Deep Declarative Networks
ECCV 2020 Tutorial, 23-28 August, Glasgow, UK
Conventional deep learning architectures involve composition of simple and explicitly defined feedforward processing functions (inner products, convolutions, elementwise non-linear transforms and pooling operations). Over the past several years researchers have been exploring deep learning models with embedded differentiable optimization problems (Agrawal et al., 2019; Amos and Kotler, 2017; Gould et al., 2016), and recently these models have been applied to solving problems in computer vision (e.g., Fernando and Gould, 2016; Cherian et al., 2017, Santa Cruz et al., 2018, Lee et al., 2019, Wang et al., 2019) and other areas of machine learning.
Since these networks define the behavior rather than algorithmic implementation of individual processing layers they are called deep declarative networks (DDNs), borrowing nomenclature from the programming languages community (Gould et al., 2019). Importantly, the gradient of the solution to the optimization problem with respect to inputs and parameters can be calculated even without prior knowledge of the algorithm used for solving the optimization problem in the first place, allowing for efficient backpropagation and end-to-end learning.

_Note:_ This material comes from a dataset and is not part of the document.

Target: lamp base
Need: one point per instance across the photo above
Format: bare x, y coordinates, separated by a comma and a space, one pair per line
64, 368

This tutorial will introduce deep declarative networks and their variants. We will discuss the theory behind differentiable optimization, technical issues that need to be overcome in developing such models and applications of these models to computer vision problems. Additionally, the tutorial will provide hands-on experience in designing and implementing a custom declarative node. Topics include:
- Declarative end-to-end learnable processing nodes.
- Differentiable convex optimization problems.
- Declarative nodes for computer vision applications.
- Implementation techniques and gotchas.